На Западном фронте без перемен - Эрих Ремарк
Шрифт:
Интервал:
Закладка:
У худенькой, смуглой шевелятся брови, когда она задумывается, но когда она говорит, они у нее не двигаются. Порой она не договаривает слово до конца, оно замирает на ее губах или так и долетает до меня недосказанным, — как недостроенный мостик, как затерявшаяся тропинка, как упавшая звезда. Что знал я об этом раньше? Что знаю сейчас?.. Слова этого чужого языка, которого я почти не понимаю, усыпляют меня, стены полуосвещенной комнаты с коричневыми обоями расплываются, и только склоненное надо мной лицо живет и светится в сонной тишине.
Как бесконечно много можно прочесть на лице, если еще час назад оно было чужим, а сейчас склонилось над тобой, даря тебе ласку, которая исходит не от него, а словно струится из ночной темноты, из окружающего мира, из крови, лишь отражаясь в этом лице. Она разлита во всем, и все вокруг преображается, становится каким-то необыкновенным; я почти с благоговением смотрю на свою белую кожу, когда на нее падает свет лампы и прохладная смуглая рука ласково гладит ее.
Как все это не похоже на бордели для рядовых, которые нам разрешается посещать и где приходится становиться в длинную очередь. Мне не хочется вспоминать о них, но они невольно приходят мне на ум, и мне становится страшно: а вдруг я уже никогда не смогу отделаться от этих воспоминаний?
Но вот я ощущаю губы худенькой, смуглой и нетерпеливо тянусь к ним навстречу, и закрываю глаза, словно желая погасить в памяти все, что было: войну, ее ужасы и мерзости, чтобы проснуться молодым и счастливым; я вспоминаю девушку на афише, и на минуту мне кажется, что вся моя жизнь будет зависеть от того, смогу ли я обладать ею.
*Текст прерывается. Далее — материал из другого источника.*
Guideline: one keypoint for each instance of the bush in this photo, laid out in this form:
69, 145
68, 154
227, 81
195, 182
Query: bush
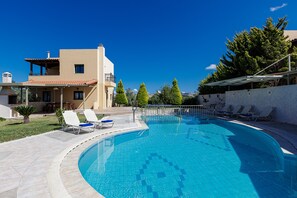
25, 111
142, 96
59, 114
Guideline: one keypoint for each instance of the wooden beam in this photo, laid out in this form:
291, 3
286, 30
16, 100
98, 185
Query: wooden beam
31, 68
61, 98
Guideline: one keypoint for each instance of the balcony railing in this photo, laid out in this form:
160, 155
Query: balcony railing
110, 77
38, 74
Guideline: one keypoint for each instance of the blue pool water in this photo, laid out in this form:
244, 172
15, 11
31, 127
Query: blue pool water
190, 157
И я еще крепче сжимаю держащие меня в объятиях руки, — может быть, сейчас произойдет какое-то чудо.
Через некоторое время все три пары каким-то образом снова оказываются вместе. У Леера необыкновенно приподнятое настроение. Мы сердечно прощаемся и суем ноги в сапоги. Ночной воздух холодит наши разгоряченные тела. Тополя высятся черными великанами и шелестят листвой. На небе и в воде канала стоит месяц. Мы не бежим, мы идем рядом друг с другом большими шагами.
Леер говорит:
— За это не жалко отдать буханку хлеба.
Я не решаюсь говорить, мне даже как-то невесело.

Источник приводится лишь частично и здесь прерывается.